Пытку унижением Ахматова переживёт не раз. Ни для одного из её мужчин она не осталась единственной – ни как женщина, ни как художник слова. Ни Севастополь 1916 года, ни Ташкент 1940-х, периода эвакуации, ни послевоенные Ленинград или Москва по разным причинам, однако в равной мере не стали свидетелями её триумфа, её «колесницами» (если воспользоваться дантовским образом). Триумфы были. Но триумф Серебряного века смяли война и революция; но обретённые, наконец, право и возможность говорить от имени всего народа (легально – в стихах о блокаде Ленинграда, подпольно – в «Реквиеме») смяло «ждановское» постановление 1946 года. Важно понять: Ахматову не просто подвергли гражданской казни – казни забвением, казни лишением открытого голоса. Её «ликвидировали» унижением. Формула «полумонахини» была в советских условиях опасной; формула «полублудницы» – сокрушительной. У поэта отнимали всё сразу: искренность, масштаб и даже трагизм.

Ассоциация с публичным домом из жития Св. Агнессы, вроде бы почти случайно наметившаяся через символику «оливковой ветви» (с обратным значением: не сбывшейся гармонии, не сбывшегося мира, не сбывшегося согласия), сработала буквально.

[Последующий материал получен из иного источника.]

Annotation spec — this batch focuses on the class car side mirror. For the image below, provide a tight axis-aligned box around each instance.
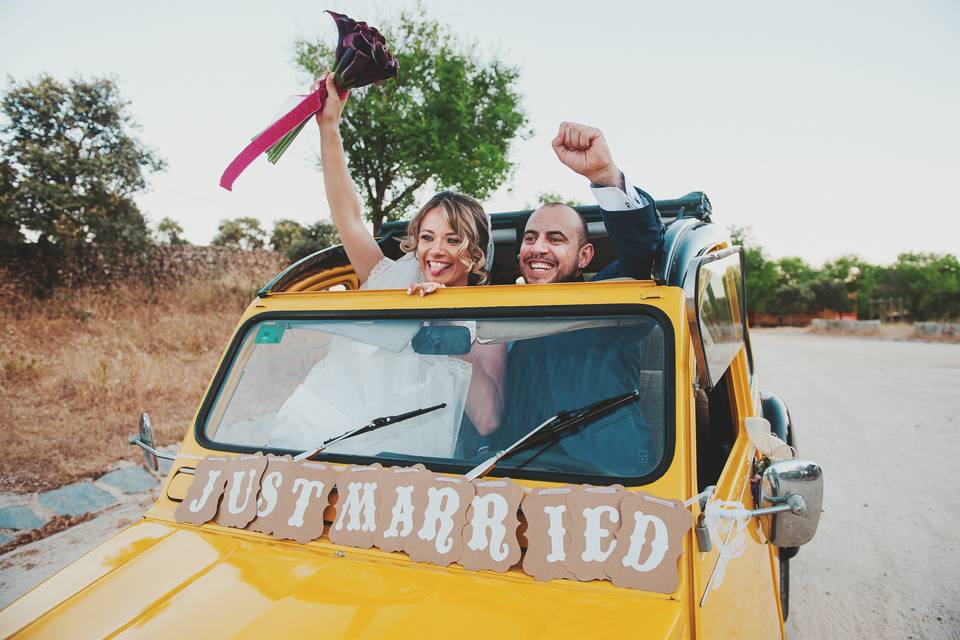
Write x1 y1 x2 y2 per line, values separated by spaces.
760 459 823 547
132 413 159 472
129 412 175 472
411 324 472 355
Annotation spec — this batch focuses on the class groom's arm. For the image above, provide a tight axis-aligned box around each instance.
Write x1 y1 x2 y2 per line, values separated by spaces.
551 122 664 280
590 173 664 280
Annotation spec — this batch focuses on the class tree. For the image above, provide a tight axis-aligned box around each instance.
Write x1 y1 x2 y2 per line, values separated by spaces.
212 216 266 250
0 76 165 267
880 253 960 320
155 217 188 245
285 220 341 262
270 218 306 255
532 192 581 208
729 226 778 316
295 6 530 232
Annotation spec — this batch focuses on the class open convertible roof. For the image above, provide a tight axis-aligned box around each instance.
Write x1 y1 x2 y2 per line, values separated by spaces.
259 191 723 295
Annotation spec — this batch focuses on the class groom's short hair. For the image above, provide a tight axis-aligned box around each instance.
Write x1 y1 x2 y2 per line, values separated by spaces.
536 202 590 248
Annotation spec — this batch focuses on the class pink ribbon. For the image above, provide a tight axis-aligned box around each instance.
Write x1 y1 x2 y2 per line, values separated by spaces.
219 85 345 191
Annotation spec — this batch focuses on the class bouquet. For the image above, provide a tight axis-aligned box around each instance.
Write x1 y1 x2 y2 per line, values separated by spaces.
220 11 398 191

Казалось бы, проекция судьбы нашего поэта на житие Св. Агнессы не связана с дантовской темой. Это не совсем так.

Св. Агнесса не принадлежит к тем западноевропейским мученицам, чей культ был столь же распространён на европейском (православном) Востоке. Далеко не каждый русский православный знаком с её агиографическими деталями. Евпаторийская школьница, которую готовил к экзаменам коллега-гимназист. Киевская гимназистка из отнюдь не профессорской семьи. Молодая царскосёлка, новобрачная жена далеко не «звёздного» ещё Н. С. Гумилёва, впервые попавшая в Италию, в её сказочные города, музеи и базилики… Что могла она знать тогда о Св. Агнессе (да и о Данте)? О первой почти ничего, о втором – хрестоматийные сведения?..

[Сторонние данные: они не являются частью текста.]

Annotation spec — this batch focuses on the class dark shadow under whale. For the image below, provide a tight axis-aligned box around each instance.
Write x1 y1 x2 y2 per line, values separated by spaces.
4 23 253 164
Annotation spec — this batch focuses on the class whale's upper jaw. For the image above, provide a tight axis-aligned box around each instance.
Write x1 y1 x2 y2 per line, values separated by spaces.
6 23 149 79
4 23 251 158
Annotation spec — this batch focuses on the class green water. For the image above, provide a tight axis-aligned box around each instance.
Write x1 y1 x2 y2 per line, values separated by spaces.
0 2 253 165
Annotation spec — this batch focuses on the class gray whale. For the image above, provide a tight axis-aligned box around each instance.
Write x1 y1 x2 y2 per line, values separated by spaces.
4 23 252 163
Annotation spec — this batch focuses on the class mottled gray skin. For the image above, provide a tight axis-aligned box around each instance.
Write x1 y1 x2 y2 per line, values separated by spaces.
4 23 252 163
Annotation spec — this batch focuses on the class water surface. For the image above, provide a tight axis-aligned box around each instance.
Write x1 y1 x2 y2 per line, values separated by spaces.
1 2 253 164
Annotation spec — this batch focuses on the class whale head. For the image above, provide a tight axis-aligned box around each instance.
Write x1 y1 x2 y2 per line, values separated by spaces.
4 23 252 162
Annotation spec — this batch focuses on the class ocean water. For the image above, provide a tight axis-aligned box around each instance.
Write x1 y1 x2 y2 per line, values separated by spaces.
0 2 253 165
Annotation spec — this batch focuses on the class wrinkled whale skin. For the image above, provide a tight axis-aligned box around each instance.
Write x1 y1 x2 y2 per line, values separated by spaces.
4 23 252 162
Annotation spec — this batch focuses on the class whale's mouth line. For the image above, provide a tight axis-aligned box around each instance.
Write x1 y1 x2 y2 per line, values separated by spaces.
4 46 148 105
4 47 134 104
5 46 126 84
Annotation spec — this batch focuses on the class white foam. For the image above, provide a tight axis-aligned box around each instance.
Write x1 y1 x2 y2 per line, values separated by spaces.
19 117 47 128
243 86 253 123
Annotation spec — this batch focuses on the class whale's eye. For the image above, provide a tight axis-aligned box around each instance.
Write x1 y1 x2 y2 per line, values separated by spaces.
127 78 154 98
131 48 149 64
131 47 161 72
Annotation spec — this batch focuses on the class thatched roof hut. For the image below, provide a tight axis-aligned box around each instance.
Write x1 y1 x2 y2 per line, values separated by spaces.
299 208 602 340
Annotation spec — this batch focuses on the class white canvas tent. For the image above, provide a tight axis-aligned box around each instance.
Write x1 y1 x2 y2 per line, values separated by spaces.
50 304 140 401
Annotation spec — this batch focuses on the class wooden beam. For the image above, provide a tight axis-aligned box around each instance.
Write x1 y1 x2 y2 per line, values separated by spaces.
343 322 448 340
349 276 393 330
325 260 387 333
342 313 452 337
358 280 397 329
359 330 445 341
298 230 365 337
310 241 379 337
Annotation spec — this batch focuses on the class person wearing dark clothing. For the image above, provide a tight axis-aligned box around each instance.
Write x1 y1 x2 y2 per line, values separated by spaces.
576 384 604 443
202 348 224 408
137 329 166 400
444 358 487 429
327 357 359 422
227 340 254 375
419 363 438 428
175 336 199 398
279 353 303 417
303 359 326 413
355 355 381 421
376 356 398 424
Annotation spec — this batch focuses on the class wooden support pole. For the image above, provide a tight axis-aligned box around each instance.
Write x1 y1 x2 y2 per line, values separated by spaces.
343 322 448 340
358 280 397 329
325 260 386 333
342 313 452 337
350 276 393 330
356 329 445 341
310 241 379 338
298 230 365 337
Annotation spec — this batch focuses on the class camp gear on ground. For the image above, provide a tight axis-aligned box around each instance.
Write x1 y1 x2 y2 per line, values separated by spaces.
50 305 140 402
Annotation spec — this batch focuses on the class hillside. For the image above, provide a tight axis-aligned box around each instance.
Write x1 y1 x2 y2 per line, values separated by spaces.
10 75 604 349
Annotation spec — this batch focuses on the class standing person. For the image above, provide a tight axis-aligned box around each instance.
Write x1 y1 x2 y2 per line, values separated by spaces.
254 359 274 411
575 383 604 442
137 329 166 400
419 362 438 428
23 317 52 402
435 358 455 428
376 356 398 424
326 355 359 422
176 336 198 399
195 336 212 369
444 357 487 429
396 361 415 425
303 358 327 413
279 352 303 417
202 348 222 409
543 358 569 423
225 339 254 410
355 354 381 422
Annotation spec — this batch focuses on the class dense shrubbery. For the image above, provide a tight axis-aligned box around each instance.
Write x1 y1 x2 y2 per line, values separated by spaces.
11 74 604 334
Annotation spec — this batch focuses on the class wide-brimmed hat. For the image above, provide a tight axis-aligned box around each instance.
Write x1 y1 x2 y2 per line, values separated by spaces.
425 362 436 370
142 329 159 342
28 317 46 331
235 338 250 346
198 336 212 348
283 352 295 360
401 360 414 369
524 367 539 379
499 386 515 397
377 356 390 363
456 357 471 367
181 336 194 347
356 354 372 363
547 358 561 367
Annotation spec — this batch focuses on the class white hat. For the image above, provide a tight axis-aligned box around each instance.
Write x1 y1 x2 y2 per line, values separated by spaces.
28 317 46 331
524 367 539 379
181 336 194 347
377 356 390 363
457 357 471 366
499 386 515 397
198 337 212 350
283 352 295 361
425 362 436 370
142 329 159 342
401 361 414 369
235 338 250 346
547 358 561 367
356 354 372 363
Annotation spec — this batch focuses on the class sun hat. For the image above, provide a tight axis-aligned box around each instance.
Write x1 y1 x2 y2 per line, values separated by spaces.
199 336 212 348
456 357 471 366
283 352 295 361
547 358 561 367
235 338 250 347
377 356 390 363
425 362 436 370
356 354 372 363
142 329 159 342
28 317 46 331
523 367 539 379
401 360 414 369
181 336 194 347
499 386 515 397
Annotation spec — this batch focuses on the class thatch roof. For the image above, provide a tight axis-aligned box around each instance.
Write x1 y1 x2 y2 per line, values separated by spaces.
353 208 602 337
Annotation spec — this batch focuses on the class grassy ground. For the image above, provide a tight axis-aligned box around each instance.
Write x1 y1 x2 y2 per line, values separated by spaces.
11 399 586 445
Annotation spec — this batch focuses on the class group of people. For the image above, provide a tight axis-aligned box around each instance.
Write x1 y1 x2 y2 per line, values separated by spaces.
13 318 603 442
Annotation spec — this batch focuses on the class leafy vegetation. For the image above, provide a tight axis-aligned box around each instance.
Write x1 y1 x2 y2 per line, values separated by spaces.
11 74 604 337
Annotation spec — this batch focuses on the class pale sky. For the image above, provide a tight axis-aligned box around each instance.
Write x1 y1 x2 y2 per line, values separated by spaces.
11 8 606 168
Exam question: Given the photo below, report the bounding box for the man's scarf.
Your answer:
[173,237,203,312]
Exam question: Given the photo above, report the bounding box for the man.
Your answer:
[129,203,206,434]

Но остались тогдашние итальянские впечатления, на которые накладывалась её последующая – собственная – жизнь и судьба. Так «взрослели» вместе с Ахматовой и героини церковных фресок, статуй, картин, – и героиня Данте. Реальная (вероятно, по-итальянски говорливая, но не говорящая, в смысле: не вещающая, не «рекущая») юная Биче вызвала у Ахматовой снисходительно-ласковую усмешку. («Могла ли Биче словно Дант творить..?» [1, т. 2, кн. 1, с. 199] – конечно, не могла!). И вот, постепенно, она превращается в требовательную, величаво вещающую Святую Беатриче. Облачённая в одежды Св. Агнессы поэтом Данте, – она увидена в одеждах непокорной мученицы поэтом Ахматовой. Той, что уже и себя ощущает выходящей – и выводящей души людей – из Ада, уже покидающей земной круг на границе Рая.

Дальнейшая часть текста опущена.